Achieving High Availability Using Modern Practices

 ·   3 min read

The bank’s customers expect ours services to be available 24/7 i.e. have high availability. High availability (HA) is the ability of a system to operate continuously without failing for a designated period of time. This paper explores modern architectural best practices to enable HA.

Greenfield applications

HA should not be an infrastructure dependency. Applications must provide application level fault tolerance and resilience. This can be achieved by:

1. Stateless user session architecture

State in this context refers to state specific to a particular user session. Ensure your business logic doesn’t depend on storing session state in memory and/or on disk between operations. If session state needs to be stored it should be done client side via token based authentication rather than session based authentication. Complex applications may wish to use the token to store a session ID and store session state server side in a separate database or caching layer.

This type of configuration enables HA as multiple business logic processes/containers/servers etc can be run simultaneously behind a load balancer; if one instance fails another one seamlessly takes over with zero down time. The load balancer should be configured with no persistence, sticky sessions, session affinity etc - this is an indication of a truly stateless architecture.

2. Store application state in a persistence tier

Session state is specific to a single user session, application state applies to all users and sessions. If the application needs to store state this should be done via a separate persistence tier; usually this is a database. A bunch of business logic processes/containers/servers can connect to the database to read and write application state. Delegating state to the database enables the business logic to be easily horizontally scailable and hence fault tolerant.

This type of configuration enables HA as multiple business logic processes/containers/servers etc can be run simultaneously behind a load balancer; if one instance fails another one seamlessly takes over with zero down time. The load balancer should be configured with no persistence, sticky sessions, session affinity etc - this is an indication of a truly stateless architecture.

3. Appropriate software architecture pattern

There are a variety of software architecture patterns (e.g. monolith, microkernal, event-driven, microservices etc). One isn’t better than the other. Each is suited to a a different use case. Careful consideration needs to be taken which picking a pattern. Monolithic software architecture pattern can be used to develop a small, low critically, internal application. However microservice based software architecture is a better approach for a large scale customer facing application where HA is important.

4. Utilize cloud technologies for hosting

Both private and pubic cloud provide PaaS and CaaS offerings to host applications. PaaS and CaaS are designed to provide high availability if applications are configured appropriately.
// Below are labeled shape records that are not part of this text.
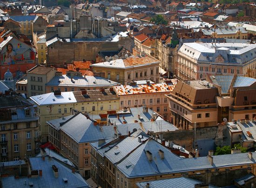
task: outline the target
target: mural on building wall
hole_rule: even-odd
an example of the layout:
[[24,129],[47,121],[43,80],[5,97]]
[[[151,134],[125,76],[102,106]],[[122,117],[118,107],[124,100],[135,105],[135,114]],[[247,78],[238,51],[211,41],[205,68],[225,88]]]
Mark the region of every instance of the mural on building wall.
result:
[[2,64],[34,63],[34,60],[35,53],[32,48],[16,39],[10,40],[2,47]]

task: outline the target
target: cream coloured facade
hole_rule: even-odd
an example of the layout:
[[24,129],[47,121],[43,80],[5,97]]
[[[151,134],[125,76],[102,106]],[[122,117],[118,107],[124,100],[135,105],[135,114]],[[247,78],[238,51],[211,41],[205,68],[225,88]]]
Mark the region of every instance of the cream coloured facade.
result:
[[61,118],[62,114],[69,115],[76,111],[93,116],[107,114],[108,111],[119,109],[119,100],[115,92],[110,91],[112,89],[104,89],[104,92],[57,91],[30,97],[37,105],[42,142],[47,142],[49,139],[48,125],[46,121]]
[[207,74],[238,75],[256,67],[256,44],[190,43],[178,53],[177,76],[182,80],[206,77]]

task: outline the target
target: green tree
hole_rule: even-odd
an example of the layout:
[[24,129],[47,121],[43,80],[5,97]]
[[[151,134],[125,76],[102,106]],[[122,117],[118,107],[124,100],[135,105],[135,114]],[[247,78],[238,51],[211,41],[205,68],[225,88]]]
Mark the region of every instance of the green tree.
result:
[[241,153],[246,153],[247,149],[246,148],[243,148],[240,144],[236,144],[234,145],[234,148],[232,149],[239,149],[241,150]]
[[152,21],[152,22],[155,22],[156,25],[167,25],[168,23],[168,22],[164,20],[163,16],[162,15],[157,15],[154,18],[152,18],[150,20],[150,21]]
[[216,151],[214,153],[215,155],[220,154],[230,154],[231,148],[229,146],[224,146],[223,147],[218,146],[216,148]]
[[69,7],[69,5],[71,4],[68,0],[58,0],[57,3],[58,5],[61,5],[66,7]]
[[243,11],[239,12],[239,13],[237,14],[237,17],[238,18],[243,16],[244,16],[244,13]]

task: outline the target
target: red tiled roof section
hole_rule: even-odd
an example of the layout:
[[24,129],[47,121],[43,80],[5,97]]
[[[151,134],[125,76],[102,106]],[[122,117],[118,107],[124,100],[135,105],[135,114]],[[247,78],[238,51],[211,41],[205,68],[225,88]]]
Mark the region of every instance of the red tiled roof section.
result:
[[204,13],[203,15],[204,16],[213,17],[213,16],[215,16],[217,14],[218,14],[218,13],[214,13],[213,12],[208,12],[206,13]]
[[155,45],[155,40],[152,38],[148,38],[145,40],[142,45],[146,47],[150,47],[151,45]]
[[137,65],[142,65],[147,63],[153,63],[159,61],[152,57],[130,57],[123,60],[123,63],[126,67]]
[[145,34],[142,34],[135,36],[134,38],[140,42],[142,42],[148,38],[148,36]]

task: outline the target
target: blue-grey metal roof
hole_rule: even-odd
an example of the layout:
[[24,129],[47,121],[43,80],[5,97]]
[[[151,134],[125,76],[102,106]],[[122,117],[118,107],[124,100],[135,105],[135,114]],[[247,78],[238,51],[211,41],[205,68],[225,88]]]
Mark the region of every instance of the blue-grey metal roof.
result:
[[56,75],[46,85],[47,86],[83,86],[88,87],[110,87],[118,85],[118,82],[100,76],[74,76]]
[[[164,152],[164,158],[161,159],[159,150]],[[152,154],[152,161],[147,157],[146,151]],[[256,154],[253,153],[253,158]],[[188,172],[206,168],[231,167],[255,163],[251,160],[247,153],[214,155],[213,163],[208,157],[183,159],[173,154],[170,150],[152,139],[141,144],[116,165],[128,178],[159,174]]]
[[[194,188],[195,184],[203,183],[204,182],[198,180],[182,177],[176,178],[140,182],[136,183],[136,185],[138,188],[146,188],[147,183],[149,183],[150,188],[166,188],[167,187],[169,188]],[[209,185],[209,187],[217,188],[217,187],[210,185]]]
[[34,20],[36,15],[33,16],[11,16],[10,18],[14,21],[20,22],[21,21]]
[[61,126],[61,129],[78,143],[90,142],[114,136],[114,130],[109,133],[79,113]]
[[[77,173],[73,173],[72,170],[58,162],[54,158],[49,160],[45,157],[45,161],[42,158],[32,157],[29,161],[32,170],[42,170],[41,177],[28,178],[27,177],[14,179],[14,176],[9,176],[1,179],[3,187],[27,188],[29,183],[32,183],[34,188],[89,188],[89,186],[81,175]],[[53,172],[52,165],[58,168],[59,176],[55,178]],[[63,178],[67,179],[65,183]],[[25,182],[26,184],[25,184]]]
[[[45,154],[44,154],[44,155],[48,155],[50,157],[54,157],[55,159],[58,159],[58,160],[62,161],[62,162],[70,165],[71,166],[74,167],[74,165],[73,164],[73,163],[72,163],[72,162],[68,159],[63,157],[61,154],[57,154],[57,153],[55,153],[54,151],[47,148],[44,148],[44,149],[46,152]],[[38,154],[35,156],[35,157],[41,156],[42,154],[41,154],[41,152],[39,153]]]

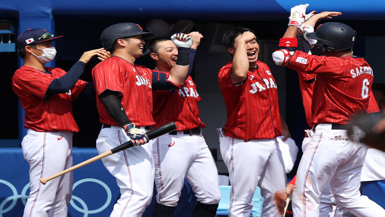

Building and maintaining infrastructure that is HA to host code is taken care of by PaaS and CaaS, developers can focus on delivering business value.

Legacy applications

For legacy applications the following approach should be used (in this order):

1. Refactor the application

Refactored the application using techniques in the “Greenfield” section above. For example refactor to stateless microservices on PaaS with a database peristance tier.

2. Containerise

Where the application can be containerised we should look to use CaaS over IaaS. The CaaS platform has the added benefit of being able to provide resilience.

For third party apps, the vendor may provide a container image for the app or the app can be containerised using NWG capabilities. The vendor must support the containerised version of the app.

For legacy applications that are stateful (i.e. store session or application state where the business logic is run) the CaaS deployment should be configured to use a Persistent Volume to store state with a “replica set” value of 1 and appropriate probes configured for application level monitoring.

3. ECP IaaS Fallback

Where no other option is available, the application can be deployed onto IaaS. IaaS will provide protection against physical host and guest OS failure but this cannot be considered a HA setup as there is no application level protection.